1. We will try to determine if the problem has to do with server or network environment or the testing methodology, OR if the problem is in our code.
We figured that the best way to test this was to restore the previous release's code and databases to the UAT environment, and run another load test. If the load test passed, that means the server environment and the test itself was okay, and the problem was in our code. If the load test failed, then our code was okay and we could gleefully make it the network team's problem.
We ran this test, and the load test passed. So just like that we have a HUGE number of new clues to work with. We have effectively eliminated the hardware, the databases, the testing software, the testing methodology, the network environment, the IIS servers, the search servers, etc. Our solution code is somehow to blame.
In one stroke we cut the number of suspects in our game of Clue roughly in half!
STEP 2 - Keep Eliminating
So now that we knew it was our code, it was back to the white board to figure out our next move.
We could start poking around all the changes that were made in this release (of which there were hundreds), and looking at lines of code to see what the problem could be. But that would be the WRONG way to do it. It would take too long, and maybe we'd find it that way but it would be through sheer chance - that's no way to play Clue!
So, back to the 'ol white board.
1. Developers changed something in this release that made performance under load worse.
2. We added new code, changed configurations, made content changes to Master and Web DBs, added scripts, made some customizations to MongoDB and Coveo search.
1. The problem affects all sites and pages, so we can eliminate those changes that are not global in scope.
1. How can we figure out if the problem is in the code, or in the database content?
1. We will try to determine if the problem has to do with our custom code, or it's related to content in the database.

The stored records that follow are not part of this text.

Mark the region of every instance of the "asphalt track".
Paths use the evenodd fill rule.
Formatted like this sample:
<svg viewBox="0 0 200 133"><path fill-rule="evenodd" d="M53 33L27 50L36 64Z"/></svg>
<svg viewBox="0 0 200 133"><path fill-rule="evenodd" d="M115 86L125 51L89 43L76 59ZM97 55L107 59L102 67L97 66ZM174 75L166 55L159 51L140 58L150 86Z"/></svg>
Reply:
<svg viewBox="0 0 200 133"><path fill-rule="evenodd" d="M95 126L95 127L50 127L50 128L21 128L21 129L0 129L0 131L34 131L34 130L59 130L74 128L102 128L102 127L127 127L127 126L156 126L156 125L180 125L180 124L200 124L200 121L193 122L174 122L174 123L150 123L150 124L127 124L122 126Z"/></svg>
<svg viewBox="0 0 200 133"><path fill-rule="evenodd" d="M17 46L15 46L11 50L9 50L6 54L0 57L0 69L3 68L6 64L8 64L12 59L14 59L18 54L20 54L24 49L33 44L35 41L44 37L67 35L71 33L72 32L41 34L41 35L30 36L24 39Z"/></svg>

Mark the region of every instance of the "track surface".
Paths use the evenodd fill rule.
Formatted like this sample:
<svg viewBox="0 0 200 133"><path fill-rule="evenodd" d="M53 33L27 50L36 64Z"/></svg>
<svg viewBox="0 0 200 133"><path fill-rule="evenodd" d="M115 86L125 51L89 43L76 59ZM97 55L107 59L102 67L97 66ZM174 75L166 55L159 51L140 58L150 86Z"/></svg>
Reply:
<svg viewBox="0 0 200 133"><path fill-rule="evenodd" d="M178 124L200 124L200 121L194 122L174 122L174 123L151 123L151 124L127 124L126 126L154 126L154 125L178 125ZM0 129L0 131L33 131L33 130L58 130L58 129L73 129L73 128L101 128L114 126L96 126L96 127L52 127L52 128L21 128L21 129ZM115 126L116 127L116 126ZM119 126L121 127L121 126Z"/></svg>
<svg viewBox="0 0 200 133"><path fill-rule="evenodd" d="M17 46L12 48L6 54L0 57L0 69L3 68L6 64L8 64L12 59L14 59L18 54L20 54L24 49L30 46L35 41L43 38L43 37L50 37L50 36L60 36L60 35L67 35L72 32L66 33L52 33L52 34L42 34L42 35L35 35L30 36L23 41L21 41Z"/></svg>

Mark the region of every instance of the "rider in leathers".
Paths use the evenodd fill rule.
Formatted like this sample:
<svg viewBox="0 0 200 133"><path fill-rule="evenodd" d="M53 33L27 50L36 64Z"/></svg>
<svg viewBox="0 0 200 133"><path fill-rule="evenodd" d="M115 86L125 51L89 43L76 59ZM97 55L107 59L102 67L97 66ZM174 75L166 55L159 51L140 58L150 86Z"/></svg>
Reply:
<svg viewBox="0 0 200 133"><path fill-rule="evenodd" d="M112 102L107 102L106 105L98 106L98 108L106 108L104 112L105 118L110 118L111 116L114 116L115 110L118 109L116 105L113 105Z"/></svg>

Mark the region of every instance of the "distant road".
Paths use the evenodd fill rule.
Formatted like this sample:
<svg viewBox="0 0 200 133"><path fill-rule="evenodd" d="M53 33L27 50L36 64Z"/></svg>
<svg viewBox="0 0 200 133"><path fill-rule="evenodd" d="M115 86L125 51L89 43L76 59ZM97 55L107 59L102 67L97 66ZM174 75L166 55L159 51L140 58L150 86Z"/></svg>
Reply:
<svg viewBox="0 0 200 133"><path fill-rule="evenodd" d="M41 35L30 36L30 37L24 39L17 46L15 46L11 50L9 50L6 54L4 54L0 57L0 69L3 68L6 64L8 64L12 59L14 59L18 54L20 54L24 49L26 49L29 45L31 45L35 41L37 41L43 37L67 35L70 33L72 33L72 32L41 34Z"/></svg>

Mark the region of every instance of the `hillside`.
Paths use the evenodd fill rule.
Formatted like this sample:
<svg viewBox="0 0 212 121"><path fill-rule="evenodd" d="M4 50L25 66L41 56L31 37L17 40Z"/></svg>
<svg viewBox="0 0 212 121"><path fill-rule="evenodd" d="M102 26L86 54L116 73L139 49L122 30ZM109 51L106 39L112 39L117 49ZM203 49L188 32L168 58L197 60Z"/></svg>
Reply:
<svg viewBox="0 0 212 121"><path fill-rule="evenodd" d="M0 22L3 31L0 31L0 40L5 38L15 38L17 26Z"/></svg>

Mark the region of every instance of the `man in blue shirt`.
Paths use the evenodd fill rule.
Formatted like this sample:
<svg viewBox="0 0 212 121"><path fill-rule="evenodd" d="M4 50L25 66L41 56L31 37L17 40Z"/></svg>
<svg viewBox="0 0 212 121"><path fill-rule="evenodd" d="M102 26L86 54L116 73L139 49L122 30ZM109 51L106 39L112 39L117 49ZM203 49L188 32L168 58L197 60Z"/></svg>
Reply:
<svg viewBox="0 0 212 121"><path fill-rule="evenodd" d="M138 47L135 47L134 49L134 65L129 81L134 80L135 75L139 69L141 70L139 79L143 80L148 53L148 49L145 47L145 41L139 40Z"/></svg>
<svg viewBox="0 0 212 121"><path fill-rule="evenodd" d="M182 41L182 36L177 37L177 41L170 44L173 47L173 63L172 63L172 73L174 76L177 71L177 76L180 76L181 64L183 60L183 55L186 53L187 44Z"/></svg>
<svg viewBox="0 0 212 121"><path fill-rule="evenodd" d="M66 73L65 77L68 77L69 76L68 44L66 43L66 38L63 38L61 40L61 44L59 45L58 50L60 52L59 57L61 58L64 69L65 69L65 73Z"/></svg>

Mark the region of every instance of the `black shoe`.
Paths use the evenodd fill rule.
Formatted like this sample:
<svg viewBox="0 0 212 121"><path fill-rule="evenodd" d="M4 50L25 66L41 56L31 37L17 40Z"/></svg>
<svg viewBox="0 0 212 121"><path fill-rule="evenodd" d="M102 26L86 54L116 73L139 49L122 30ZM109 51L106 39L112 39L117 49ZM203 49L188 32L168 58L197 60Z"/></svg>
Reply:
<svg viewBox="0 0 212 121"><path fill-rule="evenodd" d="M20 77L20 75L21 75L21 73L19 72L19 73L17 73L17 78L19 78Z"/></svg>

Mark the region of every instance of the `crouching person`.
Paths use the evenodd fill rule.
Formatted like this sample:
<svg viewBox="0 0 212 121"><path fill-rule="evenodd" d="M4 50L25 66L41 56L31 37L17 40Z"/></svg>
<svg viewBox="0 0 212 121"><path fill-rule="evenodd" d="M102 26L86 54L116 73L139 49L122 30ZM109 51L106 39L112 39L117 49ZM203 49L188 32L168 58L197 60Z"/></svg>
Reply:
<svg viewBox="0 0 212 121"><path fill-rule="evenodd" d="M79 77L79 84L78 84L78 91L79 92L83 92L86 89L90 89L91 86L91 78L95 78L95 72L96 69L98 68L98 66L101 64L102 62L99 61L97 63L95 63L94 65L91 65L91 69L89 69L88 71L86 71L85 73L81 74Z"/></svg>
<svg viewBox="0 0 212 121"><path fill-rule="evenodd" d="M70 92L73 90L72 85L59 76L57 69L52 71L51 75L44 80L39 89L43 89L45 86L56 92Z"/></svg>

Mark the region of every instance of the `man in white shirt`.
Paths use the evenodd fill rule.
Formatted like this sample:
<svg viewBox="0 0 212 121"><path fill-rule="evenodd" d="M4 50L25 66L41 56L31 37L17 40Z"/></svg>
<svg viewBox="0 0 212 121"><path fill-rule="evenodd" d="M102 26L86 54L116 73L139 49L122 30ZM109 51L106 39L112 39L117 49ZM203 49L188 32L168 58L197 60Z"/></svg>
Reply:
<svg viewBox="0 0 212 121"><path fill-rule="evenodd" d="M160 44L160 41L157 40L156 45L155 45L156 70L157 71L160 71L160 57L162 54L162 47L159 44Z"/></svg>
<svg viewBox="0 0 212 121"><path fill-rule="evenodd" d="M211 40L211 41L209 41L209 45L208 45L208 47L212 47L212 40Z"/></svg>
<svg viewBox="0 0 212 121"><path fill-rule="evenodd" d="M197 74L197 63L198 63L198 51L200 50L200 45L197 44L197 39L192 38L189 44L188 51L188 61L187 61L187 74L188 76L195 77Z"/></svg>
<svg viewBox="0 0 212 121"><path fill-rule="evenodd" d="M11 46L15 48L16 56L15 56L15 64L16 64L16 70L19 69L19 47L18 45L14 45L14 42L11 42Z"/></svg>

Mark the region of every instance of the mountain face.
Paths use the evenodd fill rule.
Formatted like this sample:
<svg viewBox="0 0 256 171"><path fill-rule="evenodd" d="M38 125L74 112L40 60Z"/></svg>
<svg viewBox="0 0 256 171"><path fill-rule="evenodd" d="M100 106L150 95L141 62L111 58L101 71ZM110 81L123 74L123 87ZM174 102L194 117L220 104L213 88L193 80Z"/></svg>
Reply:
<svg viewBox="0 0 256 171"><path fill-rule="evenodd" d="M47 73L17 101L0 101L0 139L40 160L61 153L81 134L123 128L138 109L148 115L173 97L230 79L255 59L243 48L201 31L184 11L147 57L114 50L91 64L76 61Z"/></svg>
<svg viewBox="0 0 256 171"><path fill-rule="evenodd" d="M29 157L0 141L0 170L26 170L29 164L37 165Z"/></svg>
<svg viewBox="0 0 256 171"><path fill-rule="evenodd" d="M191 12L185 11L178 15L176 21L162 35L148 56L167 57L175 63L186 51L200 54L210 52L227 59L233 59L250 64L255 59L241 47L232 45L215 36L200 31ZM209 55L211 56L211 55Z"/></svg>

The trick to all this is to eliminate as many suspects as possible with the fewest number of actions. So for this stage of the game, we decided to eliminate all of our custom code (by disabling our custom configuration files), and running the performance test once again. If the test passes, that means the problem is definitely in our custom code. If it fails, then something in the Sitecore databases is responsible.
After disabling our custom configurations we ran the test, and it PASSED. So now, once again, we have more clues to work with - the problem has to be one of our code customizations. We can remove more suspects from the game!

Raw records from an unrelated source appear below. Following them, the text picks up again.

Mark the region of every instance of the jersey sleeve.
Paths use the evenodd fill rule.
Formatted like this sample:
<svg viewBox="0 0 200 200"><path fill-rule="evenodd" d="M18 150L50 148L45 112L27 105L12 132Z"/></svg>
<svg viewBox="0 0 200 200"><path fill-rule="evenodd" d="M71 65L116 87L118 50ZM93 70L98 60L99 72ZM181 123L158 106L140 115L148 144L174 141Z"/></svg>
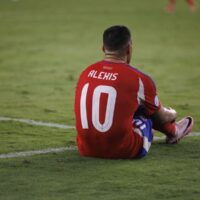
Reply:
<svg viewBox="0 0 200 200"><path fill-rule="evenodd" d="M147 75L139 78L138 102L144 107L147 116L160 109L161 104L157 96L156 85Z"/></svg>

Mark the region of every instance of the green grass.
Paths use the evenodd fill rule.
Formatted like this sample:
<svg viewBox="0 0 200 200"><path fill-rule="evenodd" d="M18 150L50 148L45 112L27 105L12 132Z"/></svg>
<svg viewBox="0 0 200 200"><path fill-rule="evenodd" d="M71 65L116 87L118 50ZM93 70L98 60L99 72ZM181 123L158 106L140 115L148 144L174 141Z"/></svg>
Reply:
<svg viewBox="0 0 200 200"><path fill-rule="evenodd" d="M74 125L81 71L101 60L102 32L125 24L132 65L150 74L164 105L200 131L200 12L160 0L0 0L0 116ZM141 160L81 158L77 151L0 160L0 199L195 199L198 137L152 145ZM75 144L74 130L0 122L0 153Z"/></svg>

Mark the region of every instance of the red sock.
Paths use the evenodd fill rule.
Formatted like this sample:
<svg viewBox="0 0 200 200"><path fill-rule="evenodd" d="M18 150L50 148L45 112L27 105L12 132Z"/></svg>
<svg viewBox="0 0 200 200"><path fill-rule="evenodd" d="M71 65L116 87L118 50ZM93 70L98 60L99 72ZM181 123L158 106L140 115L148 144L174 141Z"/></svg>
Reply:
<svg viewBox="0 0 200 200"><path fill-rule="evenodd" d="M169 3L175 5L176 4L176 0L169 0Z"/></svg>
<svg viewBox="0 0 200 200"><path fill-rule="evenodd" d="M193 5L194 5L194 0L187 0L187 3L188 3L190 6L193 6Z"/></svg>
<svg viewBox="0 0 200 200"><path fill-rule="evenodd" d="M153 126L153 128L157 131L160 131L168 136L173 136L176 133L176 125L175 122L173 123L165 123L165 124L157 124Z"/></svg>

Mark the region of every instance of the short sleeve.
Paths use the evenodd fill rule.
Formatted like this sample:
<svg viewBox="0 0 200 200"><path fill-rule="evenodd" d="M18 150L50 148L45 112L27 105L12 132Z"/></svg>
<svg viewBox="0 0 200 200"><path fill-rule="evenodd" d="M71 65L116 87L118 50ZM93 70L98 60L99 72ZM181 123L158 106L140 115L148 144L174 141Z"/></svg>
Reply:
<svg viewBox="0 0 200 200"><path fill-rule="evenodd" d="M147 116L154 114L161 106L156 85L147 75L142 75L139 78L138 103L145 108L145 114Z"/></svg>

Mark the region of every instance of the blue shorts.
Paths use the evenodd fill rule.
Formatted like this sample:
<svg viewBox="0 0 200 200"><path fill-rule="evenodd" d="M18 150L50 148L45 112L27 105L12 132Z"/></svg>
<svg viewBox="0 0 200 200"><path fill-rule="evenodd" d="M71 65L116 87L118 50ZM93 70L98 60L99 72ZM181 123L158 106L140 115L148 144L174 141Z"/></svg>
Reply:
<svg viewBox="0 0 200 200"><path fill-rule="evenodd" d="M134 132L143 138L143 147L138 157L144 157L147 155L153 142L152 121L142 116L136 116L133 118L133 124Z"/></svg>

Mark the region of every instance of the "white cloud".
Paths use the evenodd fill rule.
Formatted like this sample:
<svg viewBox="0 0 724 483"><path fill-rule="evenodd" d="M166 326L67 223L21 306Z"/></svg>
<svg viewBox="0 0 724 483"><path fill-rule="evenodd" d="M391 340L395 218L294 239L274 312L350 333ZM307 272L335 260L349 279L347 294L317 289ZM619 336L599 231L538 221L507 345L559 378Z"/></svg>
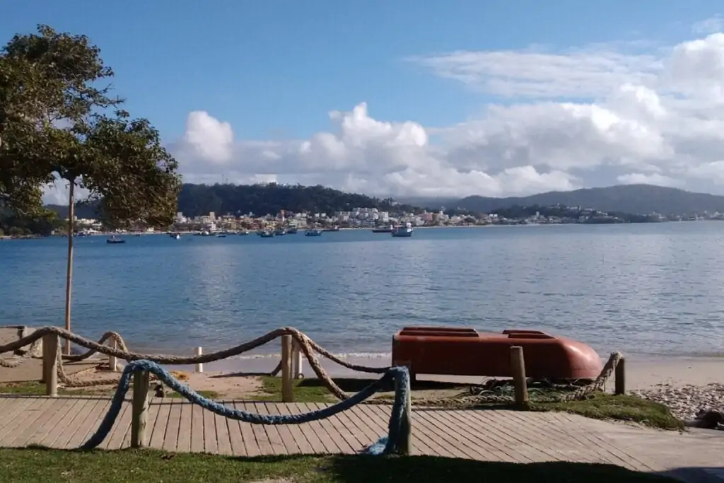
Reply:
<svg viewBox="0 0 724 483"><path fill-rule="evenodd" d="M192 182L320 183L393 196L504 196L634 182L724 193L724 34L631 53L634 47L642 49L416 57L435 75L508 96L443 128L379 120L362 102L331 112L331 128L308 139L248 140L196 112L169 148Z"/></svg>

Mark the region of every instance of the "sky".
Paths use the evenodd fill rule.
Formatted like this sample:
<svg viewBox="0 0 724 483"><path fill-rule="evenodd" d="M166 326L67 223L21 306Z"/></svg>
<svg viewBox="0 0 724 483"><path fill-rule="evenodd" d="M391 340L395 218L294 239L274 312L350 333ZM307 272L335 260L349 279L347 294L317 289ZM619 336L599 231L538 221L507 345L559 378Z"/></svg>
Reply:
<svg viewBox="0 0 724 483"><path fill-rule="evenodd" d="M88 35L188 182L375 196L724 194L714 0L8 2ZM62 202L62 186L46 192Z"/></svg>

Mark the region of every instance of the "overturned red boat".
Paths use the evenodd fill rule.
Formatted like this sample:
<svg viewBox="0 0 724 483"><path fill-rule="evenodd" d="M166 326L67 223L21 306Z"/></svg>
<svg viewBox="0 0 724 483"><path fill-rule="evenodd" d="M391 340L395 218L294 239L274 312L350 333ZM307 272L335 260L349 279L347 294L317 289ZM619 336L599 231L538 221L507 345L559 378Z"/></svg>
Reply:
<svg viewBox="0 0 724 483"><path fill-rule="evenodd" d="M413 376L510 377L510 348L523 348L526 375L535 379L594 379L601 358L590 346L539 330L479 332L458 327L404 327L392 337L392 365Z"/></svg>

STEP 3 - Eliminate Even More
Now we have a major breakthrough! Through a scientific method we have figured out generally where the issue lies, and how to reproduce it (by enabling certain config files). At this point in the game it's pretty clear what we need to do - we need to figure out which of our customizations is causing the issue.
We have 92 custom configuration files in our solution (yeah, I know, lot's of customizations!). So now we can easily halve the number of suspects by disabling 46 of those config files and testing again. If the problem still exists, disable 23 more, and so on. Through this process you will eventually narrow the suspects down to ONE, and VOILA, we have our murderer - it's Colonel Mustard in the Hall with the Candlestick!
STEP 4 - Fix It
NOW you can finally dig in to the code and solve the root problem. In our case, it happened to be one simple line of code that was instantiating a new class over and over again instead of calling it statically. Something that would not necessarily affect performance until it's under load. I was really proud of the team for getting to the bottom of a complex issue and getting our release back on track.

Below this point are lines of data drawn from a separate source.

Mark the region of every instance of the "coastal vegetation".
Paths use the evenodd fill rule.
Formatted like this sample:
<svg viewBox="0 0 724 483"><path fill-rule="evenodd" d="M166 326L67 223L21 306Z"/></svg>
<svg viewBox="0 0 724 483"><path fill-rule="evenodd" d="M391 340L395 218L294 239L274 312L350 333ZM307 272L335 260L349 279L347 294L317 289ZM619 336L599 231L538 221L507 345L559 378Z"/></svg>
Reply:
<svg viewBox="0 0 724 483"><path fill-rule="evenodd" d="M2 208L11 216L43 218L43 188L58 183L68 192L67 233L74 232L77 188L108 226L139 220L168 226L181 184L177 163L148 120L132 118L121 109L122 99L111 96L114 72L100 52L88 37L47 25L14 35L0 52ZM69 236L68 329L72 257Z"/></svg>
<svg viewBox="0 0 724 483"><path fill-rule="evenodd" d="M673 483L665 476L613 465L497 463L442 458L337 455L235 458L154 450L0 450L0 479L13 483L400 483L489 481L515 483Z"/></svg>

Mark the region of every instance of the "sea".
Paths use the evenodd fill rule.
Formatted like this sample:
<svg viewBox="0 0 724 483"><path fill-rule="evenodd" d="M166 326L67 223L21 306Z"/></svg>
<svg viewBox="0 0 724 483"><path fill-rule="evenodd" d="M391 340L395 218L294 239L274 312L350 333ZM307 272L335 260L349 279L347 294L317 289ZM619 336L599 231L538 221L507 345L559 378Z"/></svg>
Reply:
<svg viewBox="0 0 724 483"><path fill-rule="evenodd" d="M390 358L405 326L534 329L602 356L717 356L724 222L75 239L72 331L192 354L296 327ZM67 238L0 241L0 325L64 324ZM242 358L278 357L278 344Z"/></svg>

So, to wrap up, that is how you can apply the concepts you learned from the game of Clue to your technical work. This scientific method helps you focus on looking for clues where they actually exist, not just guessing until you find them. It helps you rapidly narrow down the issue in a logical way. And it can be fun to approach problems in the form of a game.
And it doesn't just work with Sitecore performance issues. I use the game of Clue all the time to solve many different kinds of complex troubleshooting problems, even at home to find lost keys or plan where to go on my next vacation.
Good luck to you on your gaming endeavors!